Estrogen perlu untuk perkembangan ciri seks sekunder perempuan, juga dapat menstimulasi myometrial hypertrophy dan hiperplasia endometrium. Jika perkembangan pubertas anak tertunda karena patologi organ, pubertas dapat diinduksi dengan etinil estradiol dalam dosis yang dinaikkan berdasarkan pindai saluran kemih dan perkembangan/ pertumbuhan payudara. Sulih progesteron berkala ditambahkan setelah 12-18 bulan pengobatan dengan estrogen.

Pengalaman penggunaan estrogen patch transdermal atau gel pada anak masih terbatas, ketidakpatuhan dan iritasi kulit kadang menjadi masalah. Etinil estradiol kadang-kadang di bawah pengawasan dokter spesialis digunakan untuk penanganan hereditary haemorrhagic telangi ectasia (tetapi bukti manfaat masih terbatas), pencegahan tinggi badan yang berlebihan, uji sekresi hormon pertumbuhan. Efek samping meliputi nausea dan retensi cairan. Estrogen topikal (krim) dipakai untuk pengobatan adesi labial.

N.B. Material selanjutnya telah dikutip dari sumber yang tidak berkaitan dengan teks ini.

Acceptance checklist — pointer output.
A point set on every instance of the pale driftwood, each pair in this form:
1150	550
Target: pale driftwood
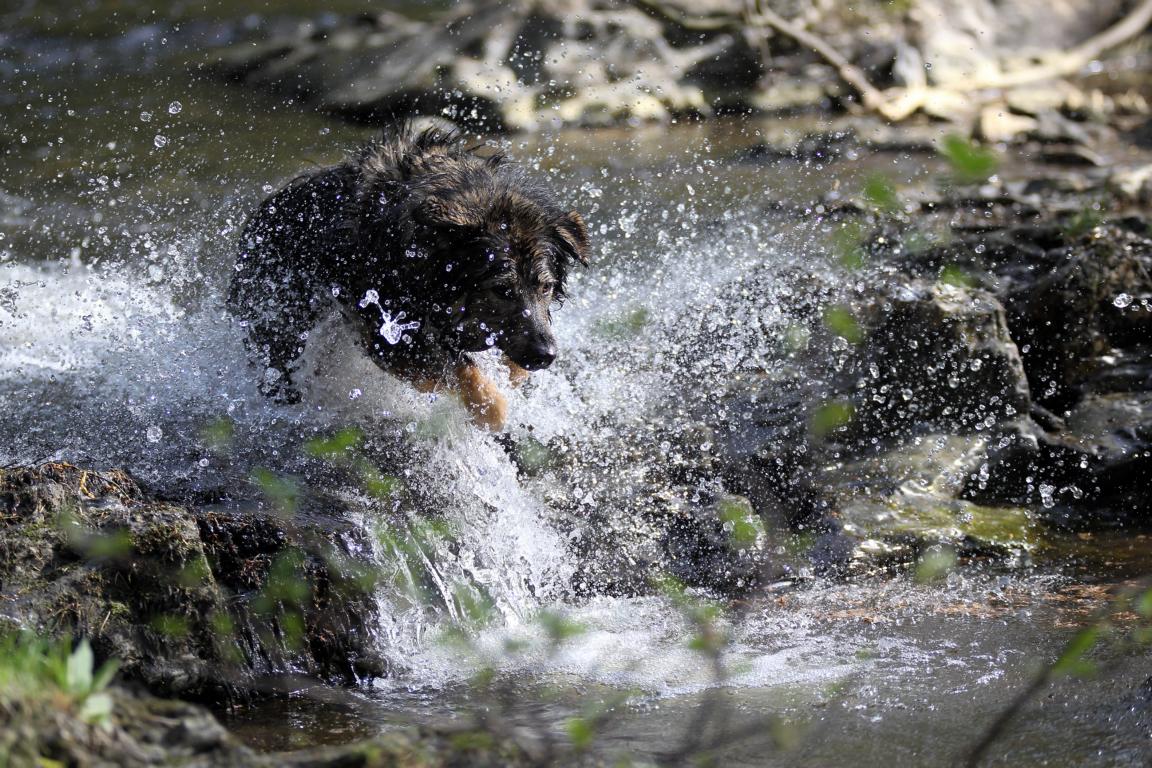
900	103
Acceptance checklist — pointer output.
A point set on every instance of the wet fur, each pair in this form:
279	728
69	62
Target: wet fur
462	242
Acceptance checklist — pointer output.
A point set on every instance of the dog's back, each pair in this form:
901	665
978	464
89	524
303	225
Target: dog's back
414	232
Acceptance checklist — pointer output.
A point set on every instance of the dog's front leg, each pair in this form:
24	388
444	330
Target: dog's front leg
485	404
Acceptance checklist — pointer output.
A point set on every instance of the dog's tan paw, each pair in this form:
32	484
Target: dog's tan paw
485	404
516	374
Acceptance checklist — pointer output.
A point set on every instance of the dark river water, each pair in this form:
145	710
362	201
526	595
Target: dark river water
126	176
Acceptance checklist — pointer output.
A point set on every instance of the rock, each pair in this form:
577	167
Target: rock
998	124
1132	183
897	503
1094	473
1089	299
1054	128
510	66
937	355
1070	156
195	602
1041	98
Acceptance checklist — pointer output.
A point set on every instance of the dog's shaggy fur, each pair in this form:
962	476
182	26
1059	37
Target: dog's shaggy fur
431	249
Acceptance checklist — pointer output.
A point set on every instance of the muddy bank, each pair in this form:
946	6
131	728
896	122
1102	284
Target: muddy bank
198	602
142	730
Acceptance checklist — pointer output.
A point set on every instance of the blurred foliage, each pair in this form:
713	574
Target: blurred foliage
840	320
1083	221
624	326
219	435
37	669
848	244
935	564
953	274
743	525
968	162
830	417
880	194
282	493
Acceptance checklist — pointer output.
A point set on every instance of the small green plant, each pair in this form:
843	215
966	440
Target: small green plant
880	194
968	162
33	668
830	417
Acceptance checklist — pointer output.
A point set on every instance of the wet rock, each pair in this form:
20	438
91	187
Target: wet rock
1070	156
143	731
1093	473
1091	297
645	525
938	355
192	601
998	124
897	503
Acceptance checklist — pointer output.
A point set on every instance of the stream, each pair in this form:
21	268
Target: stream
127	181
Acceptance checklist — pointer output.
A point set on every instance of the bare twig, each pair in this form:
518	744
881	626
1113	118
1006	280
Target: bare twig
760	15
664	12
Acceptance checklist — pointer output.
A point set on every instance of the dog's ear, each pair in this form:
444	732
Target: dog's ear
574	235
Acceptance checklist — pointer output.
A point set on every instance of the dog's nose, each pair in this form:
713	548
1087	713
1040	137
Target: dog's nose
539	356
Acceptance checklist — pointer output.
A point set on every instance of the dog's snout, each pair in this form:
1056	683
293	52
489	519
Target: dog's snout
538	356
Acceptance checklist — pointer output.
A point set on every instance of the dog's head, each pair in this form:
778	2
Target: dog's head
486	250
506	256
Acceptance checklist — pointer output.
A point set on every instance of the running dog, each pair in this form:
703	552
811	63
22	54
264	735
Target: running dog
431	249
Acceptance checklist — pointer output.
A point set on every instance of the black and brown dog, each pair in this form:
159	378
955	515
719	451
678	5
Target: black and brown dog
432	250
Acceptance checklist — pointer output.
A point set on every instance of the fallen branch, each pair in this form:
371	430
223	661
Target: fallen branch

Sediaan estrogen alami dengan kerja estrogenik (estradiol, estron, dan estriol) mempunyai efek yang lebih baik sebagai terapi pengganti hormon dibandingkan estrogen sintetik (ethinylestradiol dan mestranol). Tibolon mempunyai efek sebagai estrogenik, progestogenik dan androgenik lemah. Terapi estrogen diberikan secara berkala atau terus menerus untuk beberapa kondisi ginekologik. Jika diperlukan pengobatan jangka panjang, diperlukan tambahan progestogen untuk mengurangi resiko cystic hyperplasia pada endometrium (atau endometriotic foci pada wanita yang telah menjalani hysterectomi) dan kemungkinan berubah menjadi kanker.

Estrogen tidak lagi digunakan untuk menekan laktasi karena dikaitkan dengan terjadinya tromboembolisme.